In the news recently there have been multiple passionate conversations about our individual’s freedom of speech, the basis of our first amendment. What exactly is the first amendment? And why is the first amendment such a difficult issue when it comes to people exercising this right? Even today the right to follow the first amendment initiates a pro and con discussion.
The, “Bill of Rights,” established by the first meeting of the United States Constitution, passed in December 15, 1791. It originally consisted of ten amendments stating what our country believed in. It represented America, a country welcoming a melting pot of diversity.
The first amendment states: “Congress shall make no law respecting an establishment of religion, or prohibiting the free exercise thereof; or abridging the freedom of speech, or of the press; or the right of the people peaceably to assemble, and to petition the government for a redress of grievances.” http://archives.gov/exhibits/charters/bill_of_rights_transcript.html
The pros of having the first amendment in place are that we have the freedom to express our opinions in this country, share our opinions with others, and follow individual faiths. We also have the freedom to vote and express our views to our government, without fear of being jailed or tortured for our beliefs. That is, as long as we abide by the legal laws of our states.

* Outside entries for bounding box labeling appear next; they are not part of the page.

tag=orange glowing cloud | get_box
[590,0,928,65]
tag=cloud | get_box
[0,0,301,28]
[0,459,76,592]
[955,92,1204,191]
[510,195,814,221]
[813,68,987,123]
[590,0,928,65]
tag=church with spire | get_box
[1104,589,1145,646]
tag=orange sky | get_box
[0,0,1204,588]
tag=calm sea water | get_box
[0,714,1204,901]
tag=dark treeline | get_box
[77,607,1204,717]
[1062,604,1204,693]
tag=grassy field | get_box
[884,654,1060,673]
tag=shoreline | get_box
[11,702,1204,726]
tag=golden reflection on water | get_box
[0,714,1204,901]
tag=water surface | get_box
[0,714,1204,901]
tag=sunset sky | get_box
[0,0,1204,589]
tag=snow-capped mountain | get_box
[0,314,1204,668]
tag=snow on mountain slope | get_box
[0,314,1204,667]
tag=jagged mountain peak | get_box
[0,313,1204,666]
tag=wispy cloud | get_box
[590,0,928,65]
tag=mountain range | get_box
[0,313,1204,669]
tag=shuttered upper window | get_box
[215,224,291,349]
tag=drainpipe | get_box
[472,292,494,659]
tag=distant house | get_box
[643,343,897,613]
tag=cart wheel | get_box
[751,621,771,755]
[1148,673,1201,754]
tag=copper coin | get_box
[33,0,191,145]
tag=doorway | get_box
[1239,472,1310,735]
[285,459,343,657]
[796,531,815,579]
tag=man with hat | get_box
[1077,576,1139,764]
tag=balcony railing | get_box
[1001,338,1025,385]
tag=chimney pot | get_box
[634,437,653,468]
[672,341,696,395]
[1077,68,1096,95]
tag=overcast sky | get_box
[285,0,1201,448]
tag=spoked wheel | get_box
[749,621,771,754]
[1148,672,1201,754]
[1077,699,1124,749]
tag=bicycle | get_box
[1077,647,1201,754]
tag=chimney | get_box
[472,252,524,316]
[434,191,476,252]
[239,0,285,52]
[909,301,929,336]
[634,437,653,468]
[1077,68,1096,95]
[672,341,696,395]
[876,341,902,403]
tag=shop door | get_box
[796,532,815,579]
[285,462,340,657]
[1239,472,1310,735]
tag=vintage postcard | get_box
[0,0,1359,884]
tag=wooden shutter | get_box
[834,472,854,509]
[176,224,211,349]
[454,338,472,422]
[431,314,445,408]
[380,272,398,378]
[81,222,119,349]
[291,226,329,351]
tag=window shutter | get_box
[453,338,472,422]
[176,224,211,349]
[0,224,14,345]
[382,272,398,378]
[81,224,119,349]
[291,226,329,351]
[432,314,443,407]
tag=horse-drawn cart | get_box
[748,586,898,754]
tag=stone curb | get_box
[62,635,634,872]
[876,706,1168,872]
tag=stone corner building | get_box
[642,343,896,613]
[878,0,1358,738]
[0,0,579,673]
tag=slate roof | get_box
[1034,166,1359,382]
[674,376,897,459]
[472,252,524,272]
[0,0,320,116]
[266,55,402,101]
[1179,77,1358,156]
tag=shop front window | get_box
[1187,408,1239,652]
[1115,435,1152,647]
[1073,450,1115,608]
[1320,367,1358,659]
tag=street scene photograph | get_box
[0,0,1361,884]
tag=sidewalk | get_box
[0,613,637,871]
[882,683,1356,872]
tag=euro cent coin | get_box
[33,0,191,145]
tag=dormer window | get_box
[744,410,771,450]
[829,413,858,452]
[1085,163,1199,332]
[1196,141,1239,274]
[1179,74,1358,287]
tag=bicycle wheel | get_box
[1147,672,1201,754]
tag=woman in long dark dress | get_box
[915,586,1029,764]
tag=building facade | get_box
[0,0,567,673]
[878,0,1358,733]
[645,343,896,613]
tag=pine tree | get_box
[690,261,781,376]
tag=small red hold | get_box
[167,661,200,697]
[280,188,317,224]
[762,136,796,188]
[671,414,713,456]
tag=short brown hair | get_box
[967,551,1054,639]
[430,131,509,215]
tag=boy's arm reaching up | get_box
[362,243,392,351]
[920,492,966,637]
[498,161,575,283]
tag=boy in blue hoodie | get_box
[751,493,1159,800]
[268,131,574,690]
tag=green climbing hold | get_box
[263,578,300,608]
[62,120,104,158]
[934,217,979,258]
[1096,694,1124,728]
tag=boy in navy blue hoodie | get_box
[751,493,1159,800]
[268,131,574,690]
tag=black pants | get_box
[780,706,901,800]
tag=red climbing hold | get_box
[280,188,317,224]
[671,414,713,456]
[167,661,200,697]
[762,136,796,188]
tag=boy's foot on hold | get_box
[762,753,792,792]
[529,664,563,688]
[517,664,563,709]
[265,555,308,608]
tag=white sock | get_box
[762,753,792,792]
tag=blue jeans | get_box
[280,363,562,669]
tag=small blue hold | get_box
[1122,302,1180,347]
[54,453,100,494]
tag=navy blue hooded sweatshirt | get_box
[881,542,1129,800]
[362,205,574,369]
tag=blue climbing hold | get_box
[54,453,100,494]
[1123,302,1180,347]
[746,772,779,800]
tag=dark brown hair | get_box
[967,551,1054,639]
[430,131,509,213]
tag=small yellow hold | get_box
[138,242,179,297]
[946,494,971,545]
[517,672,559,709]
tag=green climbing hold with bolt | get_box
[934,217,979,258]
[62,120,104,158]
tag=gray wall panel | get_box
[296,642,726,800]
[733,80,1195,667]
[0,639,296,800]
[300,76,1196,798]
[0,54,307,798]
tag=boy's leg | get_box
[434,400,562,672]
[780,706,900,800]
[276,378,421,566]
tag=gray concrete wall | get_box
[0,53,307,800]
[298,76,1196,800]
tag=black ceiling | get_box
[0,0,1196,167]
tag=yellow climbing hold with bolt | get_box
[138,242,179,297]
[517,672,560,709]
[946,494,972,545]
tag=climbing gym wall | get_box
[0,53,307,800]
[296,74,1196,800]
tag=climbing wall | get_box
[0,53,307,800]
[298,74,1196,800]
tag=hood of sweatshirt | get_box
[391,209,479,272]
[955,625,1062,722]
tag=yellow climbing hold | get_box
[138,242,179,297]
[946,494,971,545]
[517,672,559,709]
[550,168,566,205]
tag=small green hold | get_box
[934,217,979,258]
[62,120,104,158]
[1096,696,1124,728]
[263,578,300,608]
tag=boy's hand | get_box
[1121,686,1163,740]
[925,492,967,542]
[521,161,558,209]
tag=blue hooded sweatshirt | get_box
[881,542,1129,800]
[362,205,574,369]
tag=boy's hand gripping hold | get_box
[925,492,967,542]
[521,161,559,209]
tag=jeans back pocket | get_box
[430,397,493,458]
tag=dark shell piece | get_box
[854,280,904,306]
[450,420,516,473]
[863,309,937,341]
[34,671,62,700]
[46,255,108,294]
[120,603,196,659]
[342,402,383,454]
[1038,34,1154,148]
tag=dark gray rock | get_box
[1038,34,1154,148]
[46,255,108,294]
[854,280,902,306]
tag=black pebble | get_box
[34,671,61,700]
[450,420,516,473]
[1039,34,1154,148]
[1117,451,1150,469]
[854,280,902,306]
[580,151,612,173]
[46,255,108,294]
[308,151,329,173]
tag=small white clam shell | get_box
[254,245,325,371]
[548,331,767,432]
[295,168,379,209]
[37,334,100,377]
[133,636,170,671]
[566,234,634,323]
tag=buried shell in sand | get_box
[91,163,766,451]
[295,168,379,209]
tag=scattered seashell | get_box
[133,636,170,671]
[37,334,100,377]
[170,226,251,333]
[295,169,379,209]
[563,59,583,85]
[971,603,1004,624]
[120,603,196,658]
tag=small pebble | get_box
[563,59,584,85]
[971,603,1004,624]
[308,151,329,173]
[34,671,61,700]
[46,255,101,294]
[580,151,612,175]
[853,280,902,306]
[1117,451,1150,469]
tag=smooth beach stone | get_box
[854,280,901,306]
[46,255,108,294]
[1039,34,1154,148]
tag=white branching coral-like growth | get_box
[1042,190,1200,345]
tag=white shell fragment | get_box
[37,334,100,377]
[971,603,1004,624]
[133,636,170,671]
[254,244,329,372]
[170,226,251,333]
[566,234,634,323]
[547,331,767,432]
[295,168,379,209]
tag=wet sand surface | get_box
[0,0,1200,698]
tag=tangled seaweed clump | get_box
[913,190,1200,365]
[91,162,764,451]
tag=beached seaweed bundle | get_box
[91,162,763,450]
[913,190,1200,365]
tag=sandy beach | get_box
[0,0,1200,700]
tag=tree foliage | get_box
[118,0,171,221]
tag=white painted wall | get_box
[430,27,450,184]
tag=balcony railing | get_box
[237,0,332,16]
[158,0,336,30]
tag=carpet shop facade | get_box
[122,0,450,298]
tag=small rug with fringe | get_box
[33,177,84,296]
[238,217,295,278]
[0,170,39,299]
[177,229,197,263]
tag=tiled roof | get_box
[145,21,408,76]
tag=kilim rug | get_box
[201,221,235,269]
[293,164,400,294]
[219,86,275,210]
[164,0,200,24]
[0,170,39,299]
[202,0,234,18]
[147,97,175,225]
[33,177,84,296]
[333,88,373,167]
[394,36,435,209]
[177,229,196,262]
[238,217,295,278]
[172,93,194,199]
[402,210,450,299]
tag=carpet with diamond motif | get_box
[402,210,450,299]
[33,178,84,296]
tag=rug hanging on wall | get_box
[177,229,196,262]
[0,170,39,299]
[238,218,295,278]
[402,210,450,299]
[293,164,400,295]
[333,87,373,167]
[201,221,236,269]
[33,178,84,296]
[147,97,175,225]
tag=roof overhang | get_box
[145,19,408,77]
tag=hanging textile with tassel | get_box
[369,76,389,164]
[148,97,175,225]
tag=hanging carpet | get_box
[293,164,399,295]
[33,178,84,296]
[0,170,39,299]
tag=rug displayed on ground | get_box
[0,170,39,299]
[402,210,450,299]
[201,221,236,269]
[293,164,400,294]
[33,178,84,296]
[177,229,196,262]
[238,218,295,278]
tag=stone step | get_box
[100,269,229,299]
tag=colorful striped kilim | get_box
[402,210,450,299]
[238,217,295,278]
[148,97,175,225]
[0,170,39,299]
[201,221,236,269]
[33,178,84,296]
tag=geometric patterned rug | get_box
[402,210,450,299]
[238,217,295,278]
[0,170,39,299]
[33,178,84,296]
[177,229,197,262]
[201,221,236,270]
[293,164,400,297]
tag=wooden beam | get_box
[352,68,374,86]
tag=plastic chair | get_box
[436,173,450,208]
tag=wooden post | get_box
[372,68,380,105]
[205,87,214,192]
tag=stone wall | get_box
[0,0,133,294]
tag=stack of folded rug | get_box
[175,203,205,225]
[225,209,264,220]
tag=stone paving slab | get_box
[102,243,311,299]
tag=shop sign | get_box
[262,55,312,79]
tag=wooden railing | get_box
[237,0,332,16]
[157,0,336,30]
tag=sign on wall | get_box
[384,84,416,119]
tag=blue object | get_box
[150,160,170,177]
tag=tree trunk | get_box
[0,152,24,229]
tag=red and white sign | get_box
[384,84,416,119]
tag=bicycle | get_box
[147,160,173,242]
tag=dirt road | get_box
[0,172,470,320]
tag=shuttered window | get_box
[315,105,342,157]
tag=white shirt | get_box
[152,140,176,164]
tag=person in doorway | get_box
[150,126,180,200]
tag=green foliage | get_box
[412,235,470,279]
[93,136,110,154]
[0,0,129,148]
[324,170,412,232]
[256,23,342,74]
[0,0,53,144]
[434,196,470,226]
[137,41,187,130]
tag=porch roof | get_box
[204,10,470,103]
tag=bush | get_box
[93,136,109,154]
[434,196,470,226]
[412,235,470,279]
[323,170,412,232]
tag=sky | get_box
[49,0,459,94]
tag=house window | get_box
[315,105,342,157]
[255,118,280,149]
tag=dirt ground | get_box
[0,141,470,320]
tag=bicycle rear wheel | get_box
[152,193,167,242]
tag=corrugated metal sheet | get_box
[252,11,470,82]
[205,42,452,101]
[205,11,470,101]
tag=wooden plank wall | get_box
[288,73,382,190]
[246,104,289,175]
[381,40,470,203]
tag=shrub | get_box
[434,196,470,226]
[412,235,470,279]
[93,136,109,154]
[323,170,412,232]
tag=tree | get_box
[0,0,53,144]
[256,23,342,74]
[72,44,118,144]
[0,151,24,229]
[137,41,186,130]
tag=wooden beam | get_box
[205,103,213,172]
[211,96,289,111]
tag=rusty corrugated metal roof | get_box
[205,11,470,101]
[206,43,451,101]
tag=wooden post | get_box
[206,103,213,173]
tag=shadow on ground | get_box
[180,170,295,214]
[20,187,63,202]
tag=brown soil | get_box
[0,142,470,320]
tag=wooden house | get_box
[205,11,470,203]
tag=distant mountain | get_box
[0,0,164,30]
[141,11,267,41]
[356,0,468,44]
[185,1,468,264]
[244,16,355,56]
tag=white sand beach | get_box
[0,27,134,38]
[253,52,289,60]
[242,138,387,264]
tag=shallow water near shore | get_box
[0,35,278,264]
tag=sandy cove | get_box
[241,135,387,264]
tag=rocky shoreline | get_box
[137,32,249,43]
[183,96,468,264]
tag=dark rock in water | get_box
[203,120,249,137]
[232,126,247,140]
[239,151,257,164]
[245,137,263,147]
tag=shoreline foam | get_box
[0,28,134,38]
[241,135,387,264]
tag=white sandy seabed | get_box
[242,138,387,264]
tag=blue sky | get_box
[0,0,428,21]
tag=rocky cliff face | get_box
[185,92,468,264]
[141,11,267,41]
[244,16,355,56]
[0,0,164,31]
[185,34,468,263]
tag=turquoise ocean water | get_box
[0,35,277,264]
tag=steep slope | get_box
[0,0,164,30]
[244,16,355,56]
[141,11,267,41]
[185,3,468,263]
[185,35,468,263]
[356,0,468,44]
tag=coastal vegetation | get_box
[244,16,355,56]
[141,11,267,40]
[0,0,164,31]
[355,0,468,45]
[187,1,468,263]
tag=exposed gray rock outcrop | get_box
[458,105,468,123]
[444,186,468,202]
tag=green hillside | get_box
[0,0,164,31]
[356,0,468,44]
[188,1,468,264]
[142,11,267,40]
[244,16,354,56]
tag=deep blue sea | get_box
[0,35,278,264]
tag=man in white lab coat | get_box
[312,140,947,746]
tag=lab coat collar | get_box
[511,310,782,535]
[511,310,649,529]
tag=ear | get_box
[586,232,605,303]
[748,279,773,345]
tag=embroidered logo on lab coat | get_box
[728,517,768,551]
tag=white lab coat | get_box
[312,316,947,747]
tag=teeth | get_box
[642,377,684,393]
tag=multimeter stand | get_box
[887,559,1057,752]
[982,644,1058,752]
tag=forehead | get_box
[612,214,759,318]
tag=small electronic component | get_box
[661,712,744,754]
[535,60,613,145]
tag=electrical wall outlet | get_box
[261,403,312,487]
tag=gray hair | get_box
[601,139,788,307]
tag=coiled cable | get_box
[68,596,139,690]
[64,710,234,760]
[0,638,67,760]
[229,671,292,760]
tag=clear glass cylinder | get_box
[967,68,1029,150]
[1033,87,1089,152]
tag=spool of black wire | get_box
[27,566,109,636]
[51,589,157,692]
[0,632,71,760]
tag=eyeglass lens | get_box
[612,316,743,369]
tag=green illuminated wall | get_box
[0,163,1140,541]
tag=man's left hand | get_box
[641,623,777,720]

As a writer, freedom of speech is one right we consider being most important. Writers can create and share ideas, enjoying creative freedom without being governed or denied. Writers may not always agree with each other’s viewpoints but understand how important it is to have the right to express them. Comedians can write material choosing anyone to be the brunt of their jokes. Newspapers can print the news as they see it.
We can also for the most part follow our individual faiths and religions in this country without fear of being harmed. We can join organizations that share our beliefs. For the most part we can select the schools we choose to send our children to.
The cons of having the first amendment in place are that it also can bring out voices of hate, hate mongers. Some individuals use the first amendment to spread hatred and slander. Race and religious differences can initiate bitter controversy and violence in our country, also throughout the world. Wars are fought because of racial and religious differences by radicals. People speaking out, expressing their freedom of speech can spew negative behavior among those who disagree.
We all know about America’s past history, which included disturbing violent expressions of freedom of speech. Cross burnings, lynching, church and synagogue burnings, and bombings. In the past there have been incidents of book burnings and book banning against authors who people believed broke moral codes. Music has even been banned in public due to the believed immoral standard music provoked. At times groups have formed to protest violently and hatefully express their freedom of speech against certain races, religions, or politics. Politicians run bitter campaigns and have negative verbal outbursts due to disagreements in their political beliefs. All have stood up for their first amendment rights.
Today there is a verbal first amendment controversy going on in New York and other parts of the country concerning a religious building being constructed. Both viewpoints are expressing their freedom of speech. One man’s religious viewpoint, Rev. Terry Jones, has expressed his negative viewpoint on the controversy by reporting he will burn a religious book of faith. Again he has people expressing their pro and con viewpoints on his first amendment rights.
There are no specific guidelines to when expressing one’s first amendment rights should be encroached on or limited. I believe having freedom of speech should automatically come with some form of standards or decency, intended so no-one forcefully inflicts their opinions on others to a point of abuse, personal degradation, or physical harm. Marching and speaking out for personal and civil rights should be performed in a non-violent manner. But then again who has the right to govern our individual first amendment rights? Limiting our first amendment rights delete what they were initially meant to stand for in our country.
The first amendment and the, Bill of Rights, will remain an important part of what America stands for. As American citizens we should accept this right as a gift. So many other countries don’t understand or accept this unique gift.